Well, as I knew, flutsmen are deadly fighters. They scour the skies seeking prey. They are a foul pest, it is true, but they have given me much enjoyment in my time. As now.
Nalgre whipped up his thraxter and came at me.
Despite the stories that a flutsman would never walk across a street to pick up a golden deldy but would fly, they are marvelous fighters afoot. We engaged, and from the back Nath bellowed: “I’ll take the she-leem. Rondas, Naghan, go and show Nalgre the Vosk how a flutsman fights!”
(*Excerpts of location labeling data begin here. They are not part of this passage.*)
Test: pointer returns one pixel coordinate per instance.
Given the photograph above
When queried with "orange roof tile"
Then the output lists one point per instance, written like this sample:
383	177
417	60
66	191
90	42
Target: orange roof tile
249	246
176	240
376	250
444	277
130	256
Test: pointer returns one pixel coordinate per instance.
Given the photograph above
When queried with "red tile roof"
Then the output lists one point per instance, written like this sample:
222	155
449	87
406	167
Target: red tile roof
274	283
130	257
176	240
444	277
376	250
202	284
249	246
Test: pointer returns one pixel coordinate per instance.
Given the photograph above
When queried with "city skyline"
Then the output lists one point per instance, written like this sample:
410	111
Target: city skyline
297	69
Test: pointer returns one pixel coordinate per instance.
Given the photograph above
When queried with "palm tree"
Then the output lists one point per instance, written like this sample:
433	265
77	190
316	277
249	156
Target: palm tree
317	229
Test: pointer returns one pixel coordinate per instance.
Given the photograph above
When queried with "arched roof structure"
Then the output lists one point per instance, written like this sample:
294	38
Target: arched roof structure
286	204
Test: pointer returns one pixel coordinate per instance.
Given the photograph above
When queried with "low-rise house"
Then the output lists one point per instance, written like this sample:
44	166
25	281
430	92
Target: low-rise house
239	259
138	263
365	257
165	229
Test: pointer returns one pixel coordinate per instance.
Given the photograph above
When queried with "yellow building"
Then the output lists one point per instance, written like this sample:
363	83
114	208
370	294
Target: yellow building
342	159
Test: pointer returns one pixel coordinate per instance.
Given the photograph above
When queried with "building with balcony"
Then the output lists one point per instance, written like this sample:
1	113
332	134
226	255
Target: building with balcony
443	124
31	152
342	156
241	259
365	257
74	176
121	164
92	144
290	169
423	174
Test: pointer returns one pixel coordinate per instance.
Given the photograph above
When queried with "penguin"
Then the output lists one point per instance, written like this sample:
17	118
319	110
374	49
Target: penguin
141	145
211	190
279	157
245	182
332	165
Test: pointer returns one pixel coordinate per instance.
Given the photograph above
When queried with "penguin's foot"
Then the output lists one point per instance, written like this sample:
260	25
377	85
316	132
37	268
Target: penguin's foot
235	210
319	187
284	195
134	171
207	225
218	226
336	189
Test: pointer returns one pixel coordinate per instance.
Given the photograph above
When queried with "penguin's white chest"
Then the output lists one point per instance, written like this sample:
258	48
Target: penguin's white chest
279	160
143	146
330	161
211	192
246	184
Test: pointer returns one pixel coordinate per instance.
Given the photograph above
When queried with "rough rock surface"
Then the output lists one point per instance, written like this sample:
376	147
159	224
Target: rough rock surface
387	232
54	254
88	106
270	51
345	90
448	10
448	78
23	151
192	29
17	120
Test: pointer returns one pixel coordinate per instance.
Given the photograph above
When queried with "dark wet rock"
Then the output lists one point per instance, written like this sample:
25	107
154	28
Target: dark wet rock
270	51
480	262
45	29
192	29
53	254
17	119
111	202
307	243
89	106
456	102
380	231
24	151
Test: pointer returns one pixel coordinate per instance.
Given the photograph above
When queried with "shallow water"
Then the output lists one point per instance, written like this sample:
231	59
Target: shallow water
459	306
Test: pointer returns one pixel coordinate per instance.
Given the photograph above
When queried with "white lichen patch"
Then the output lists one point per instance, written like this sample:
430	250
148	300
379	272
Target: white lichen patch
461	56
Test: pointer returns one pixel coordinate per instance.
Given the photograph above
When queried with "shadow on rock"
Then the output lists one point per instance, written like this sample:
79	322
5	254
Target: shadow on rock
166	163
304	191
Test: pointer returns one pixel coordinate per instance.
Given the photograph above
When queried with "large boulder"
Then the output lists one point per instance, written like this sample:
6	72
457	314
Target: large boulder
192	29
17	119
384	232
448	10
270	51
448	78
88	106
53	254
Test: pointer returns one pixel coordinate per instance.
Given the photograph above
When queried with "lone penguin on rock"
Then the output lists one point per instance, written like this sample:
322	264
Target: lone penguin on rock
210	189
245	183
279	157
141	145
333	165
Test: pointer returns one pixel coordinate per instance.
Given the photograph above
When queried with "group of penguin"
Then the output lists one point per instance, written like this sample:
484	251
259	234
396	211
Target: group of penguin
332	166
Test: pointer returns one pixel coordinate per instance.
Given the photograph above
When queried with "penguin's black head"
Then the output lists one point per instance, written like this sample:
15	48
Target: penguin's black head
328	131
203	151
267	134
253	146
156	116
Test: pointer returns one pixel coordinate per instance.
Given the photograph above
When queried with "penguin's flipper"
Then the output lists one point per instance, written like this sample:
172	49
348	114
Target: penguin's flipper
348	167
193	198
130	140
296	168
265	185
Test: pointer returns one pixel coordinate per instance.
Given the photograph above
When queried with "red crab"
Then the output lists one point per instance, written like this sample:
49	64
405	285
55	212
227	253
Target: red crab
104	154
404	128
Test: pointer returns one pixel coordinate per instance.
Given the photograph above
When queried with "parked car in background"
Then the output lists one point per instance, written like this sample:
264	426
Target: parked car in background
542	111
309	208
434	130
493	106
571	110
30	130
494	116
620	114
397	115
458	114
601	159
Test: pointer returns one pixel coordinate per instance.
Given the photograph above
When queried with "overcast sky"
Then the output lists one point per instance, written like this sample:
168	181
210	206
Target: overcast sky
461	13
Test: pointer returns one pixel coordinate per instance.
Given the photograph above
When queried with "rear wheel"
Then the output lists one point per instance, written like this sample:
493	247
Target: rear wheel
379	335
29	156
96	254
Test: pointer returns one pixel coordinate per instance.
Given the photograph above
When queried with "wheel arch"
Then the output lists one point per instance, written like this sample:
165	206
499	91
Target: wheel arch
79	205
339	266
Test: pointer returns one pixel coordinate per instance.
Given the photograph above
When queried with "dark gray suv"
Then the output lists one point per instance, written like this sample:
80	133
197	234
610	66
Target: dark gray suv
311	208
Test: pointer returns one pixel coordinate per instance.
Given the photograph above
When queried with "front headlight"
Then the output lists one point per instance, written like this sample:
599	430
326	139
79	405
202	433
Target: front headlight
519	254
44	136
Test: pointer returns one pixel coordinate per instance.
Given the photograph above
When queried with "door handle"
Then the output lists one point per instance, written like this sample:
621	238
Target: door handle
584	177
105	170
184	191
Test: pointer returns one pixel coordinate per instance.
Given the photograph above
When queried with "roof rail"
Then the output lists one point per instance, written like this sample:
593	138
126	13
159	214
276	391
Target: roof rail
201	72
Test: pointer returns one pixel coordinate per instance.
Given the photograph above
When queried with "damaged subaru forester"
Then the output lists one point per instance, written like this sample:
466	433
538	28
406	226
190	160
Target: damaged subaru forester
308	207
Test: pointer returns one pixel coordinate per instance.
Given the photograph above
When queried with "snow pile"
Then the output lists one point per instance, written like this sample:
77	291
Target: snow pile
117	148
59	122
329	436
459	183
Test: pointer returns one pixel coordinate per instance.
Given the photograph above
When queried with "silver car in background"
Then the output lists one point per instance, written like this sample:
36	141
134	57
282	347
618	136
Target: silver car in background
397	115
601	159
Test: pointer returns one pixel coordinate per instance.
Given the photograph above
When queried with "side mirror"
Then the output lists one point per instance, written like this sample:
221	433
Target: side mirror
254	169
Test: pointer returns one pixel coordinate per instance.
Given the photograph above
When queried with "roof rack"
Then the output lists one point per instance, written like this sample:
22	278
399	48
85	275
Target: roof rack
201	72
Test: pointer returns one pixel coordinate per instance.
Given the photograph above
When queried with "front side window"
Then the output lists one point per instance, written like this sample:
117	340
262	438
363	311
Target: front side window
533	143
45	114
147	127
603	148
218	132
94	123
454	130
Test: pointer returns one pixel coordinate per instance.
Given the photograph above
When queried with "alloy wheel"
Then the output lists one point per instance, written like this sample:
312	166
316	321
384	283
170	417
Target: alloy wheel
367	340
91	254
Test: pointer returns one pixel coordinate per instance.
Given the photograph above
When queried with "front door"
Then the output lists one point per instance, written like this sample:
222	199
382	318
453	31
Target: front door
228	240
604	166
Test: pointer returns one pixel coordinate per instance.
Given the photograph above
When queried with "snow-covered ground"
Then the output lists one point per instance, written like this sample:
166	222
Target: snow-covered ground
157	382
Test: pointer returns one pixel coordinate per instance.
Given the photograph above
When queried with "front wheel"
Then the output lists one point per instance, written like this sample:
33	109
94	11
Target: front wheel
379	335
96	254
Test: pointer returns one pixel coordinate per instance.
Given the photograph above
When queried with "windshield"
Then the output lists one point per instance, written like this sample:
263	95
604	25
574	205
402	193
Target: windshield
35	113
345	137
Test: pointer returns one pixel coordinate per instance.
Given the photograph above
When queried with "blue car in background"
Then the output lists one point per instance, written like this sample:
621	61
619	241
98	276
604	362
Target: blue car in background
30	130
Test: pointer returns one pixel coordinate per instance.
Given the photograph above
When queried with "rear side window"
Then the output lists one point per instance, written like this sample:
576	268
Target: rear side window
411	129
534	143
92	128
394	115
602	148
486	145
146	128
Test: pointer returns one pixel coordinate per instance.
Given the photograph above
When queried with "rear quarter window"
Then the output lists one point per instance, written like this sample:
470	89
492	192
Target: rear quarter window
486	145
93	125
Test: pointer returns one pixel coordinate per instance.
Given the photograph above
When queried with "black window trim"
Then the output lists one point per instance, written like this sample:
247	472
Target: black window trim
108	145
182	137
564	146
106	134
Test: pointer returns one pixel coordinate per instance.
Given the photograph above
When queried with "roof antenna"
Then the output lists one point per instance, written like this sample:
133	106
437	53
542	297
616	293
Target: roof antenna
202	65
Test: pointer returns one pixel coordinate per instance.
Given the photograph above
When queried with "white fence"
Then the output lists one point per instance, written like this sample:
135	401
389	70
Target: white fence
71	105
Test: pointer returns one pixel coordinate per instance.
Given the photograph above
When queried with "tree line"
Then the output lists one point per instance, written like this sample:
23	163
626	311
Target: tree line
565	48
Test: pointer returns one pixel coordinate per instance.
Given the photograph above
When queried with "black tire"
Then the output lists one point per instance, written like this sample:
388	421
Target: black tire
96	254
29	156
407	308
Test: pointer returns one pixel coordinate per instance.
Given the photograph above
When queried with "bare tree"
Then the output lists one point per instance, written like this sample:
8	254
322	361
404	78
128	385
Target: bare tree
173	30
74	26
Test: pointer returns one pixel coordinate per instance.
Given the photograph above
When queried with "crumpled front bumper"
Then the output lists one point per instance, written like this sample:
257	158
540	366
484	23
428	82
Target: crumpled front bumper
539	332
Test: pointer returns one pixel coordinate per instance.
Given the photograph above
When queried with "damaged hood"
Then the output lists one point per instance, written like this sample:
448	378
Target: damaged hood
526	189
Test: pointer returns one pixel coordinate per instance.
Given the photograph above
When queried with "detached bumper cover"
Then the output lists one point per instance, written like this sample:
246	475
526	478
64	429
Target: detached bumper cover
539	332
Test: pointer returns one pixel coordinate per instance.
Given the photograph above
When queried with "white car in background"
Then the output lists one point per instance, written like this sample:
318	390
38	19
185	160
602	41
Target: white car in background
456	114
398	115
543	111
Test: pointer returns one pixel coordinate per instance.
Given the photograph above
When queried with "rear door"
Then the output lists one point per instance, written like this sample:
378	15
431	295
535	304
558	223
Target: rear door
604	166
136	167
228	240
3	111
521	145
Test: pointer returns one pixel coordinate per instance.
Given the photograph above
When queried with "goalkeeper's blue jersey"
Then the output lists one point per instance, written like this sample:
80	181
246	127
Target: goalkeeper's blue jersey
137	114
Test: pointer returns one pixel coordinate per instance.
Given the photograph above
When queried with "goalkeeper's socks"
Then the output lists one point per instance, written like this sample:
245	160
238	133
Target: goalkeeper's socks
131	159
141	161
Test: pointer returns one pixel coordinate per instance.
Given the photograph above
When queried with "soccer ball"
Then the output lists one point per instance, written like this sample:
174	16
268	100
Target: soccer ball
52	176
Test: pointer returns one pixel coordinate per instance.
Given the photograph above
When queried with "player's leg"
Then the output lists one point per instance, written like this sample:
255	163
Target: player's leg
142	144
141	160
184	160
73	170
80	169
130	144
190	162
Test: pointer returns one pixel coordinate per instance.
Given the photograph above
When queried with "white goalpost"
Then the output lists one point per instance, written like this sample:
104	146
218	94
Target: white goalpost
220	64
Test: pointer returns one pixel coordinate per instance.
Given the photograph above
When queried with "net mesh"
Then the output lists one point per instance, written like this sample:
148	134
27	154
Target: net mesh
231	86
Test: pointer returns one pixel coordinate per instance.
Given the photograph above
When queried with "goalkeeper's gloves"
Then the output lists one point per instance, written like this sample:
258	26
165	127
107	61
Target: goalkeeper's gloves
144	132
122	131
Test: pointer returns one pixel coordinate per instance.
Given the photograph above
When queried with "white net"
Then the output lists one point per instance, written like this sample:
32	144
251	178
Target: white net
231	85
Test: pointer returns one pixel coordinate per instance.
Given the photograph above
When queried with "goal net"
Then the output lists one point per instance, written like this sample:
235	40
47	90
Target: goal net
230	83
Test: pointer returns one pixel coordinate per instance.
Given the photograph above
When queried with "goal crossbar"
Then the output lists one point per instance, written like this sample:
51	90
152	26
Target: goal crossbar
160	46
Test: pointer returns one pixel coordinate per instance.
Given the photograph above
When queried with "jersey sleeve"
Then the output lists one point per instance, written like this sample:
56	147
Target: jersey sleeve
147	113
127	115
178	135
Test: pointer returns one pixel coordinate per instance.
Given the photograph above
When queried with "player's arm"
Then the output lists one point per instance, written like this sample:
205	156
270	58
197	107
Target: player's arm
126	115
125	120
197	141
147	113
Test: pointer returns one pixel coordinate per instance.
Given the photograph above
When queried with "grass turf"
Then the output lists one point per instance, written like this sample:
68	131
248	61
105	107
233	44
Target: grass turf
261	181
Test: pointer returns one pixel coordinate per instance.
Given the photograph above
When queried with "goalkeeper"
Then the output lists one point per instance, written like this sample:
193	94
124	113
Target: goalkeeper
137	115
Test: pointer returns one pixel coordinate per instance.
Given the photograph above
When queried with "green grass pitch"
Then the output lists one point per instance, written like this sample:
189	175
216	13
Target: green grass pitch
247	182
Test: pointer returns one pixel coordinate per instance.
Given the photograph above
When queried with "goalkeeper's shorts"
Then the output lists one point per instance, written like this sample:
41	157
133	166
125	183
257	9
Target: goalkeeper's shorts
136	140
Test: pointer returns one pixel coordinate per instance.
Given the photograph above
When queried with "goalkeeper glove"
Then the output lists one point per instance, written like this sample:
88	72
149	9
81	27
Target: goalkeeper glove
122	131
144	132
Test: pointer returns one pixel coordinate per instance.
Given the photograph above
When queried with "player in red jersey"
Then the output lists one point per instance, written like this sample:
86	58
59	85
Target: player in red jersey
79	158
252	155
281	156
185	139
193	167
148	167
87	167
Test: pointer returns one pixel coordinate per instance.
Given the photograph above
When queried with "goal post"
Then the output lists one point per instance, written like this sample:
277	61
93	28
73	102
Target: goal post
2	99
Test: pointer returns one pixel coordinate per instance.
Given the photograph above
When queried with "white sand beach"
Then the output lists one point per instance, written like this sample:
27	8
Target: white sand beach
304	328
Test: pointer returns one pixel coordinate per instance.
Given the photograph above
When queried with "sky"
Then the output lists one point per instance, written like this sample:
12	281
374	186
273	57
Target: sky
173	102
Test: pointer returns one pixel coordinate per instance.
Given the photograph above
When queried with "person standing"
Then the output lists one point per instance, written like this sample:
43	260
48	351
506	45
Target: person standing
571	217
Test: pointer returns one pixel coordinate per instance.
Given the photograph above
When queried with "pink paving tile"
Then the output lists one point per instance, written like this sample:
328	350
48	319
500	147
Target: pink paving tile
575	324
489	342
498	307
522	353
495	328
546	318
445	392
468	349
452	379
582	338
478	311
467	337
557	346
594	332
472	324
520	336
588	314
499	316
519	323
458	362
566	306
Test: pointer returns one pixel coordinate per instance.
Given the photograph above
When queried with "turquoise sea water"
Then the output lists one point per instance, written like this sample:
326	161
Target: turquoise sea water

With cheery shouts two flutsmen bore down on me. For a few moments I was beset; then I dropped one — whether Rondas or Naghan I did not know — and cut Nalgre’s face with a slash that only his superb speed turned from a fatal to an injurious blow. He yelled — in anger — and forced himself back again.
The other one — either Rondas or Naghan — screeched and staggered away holding his guts. The rapier does its work neatly and with dispatch there, and they wore only light flying leathers without armor. Nalgre began to boil. The other two bellowed multifarious flutsmen’s oaths and rushed at me, and in a blur of twinkling steel I fended them off. Another went down — we had not been introduced — and I saw Nath hoisting the black-clad woman up over his shoulder. She made no movement or struggle. Her stony self-possession after that first frozen horror intrigued me. I dealt with another — and still Nalgre, streaming blood, eluded me. I swung back, stuck out a foot, and tripped him. There was no time to stab into his unprotected back as he went down, for Nath, bellowing like a chunkrah in labor, bore down on me, immense, his feathers flaming with color, those clotted streamers whirling from his leather flying helmet.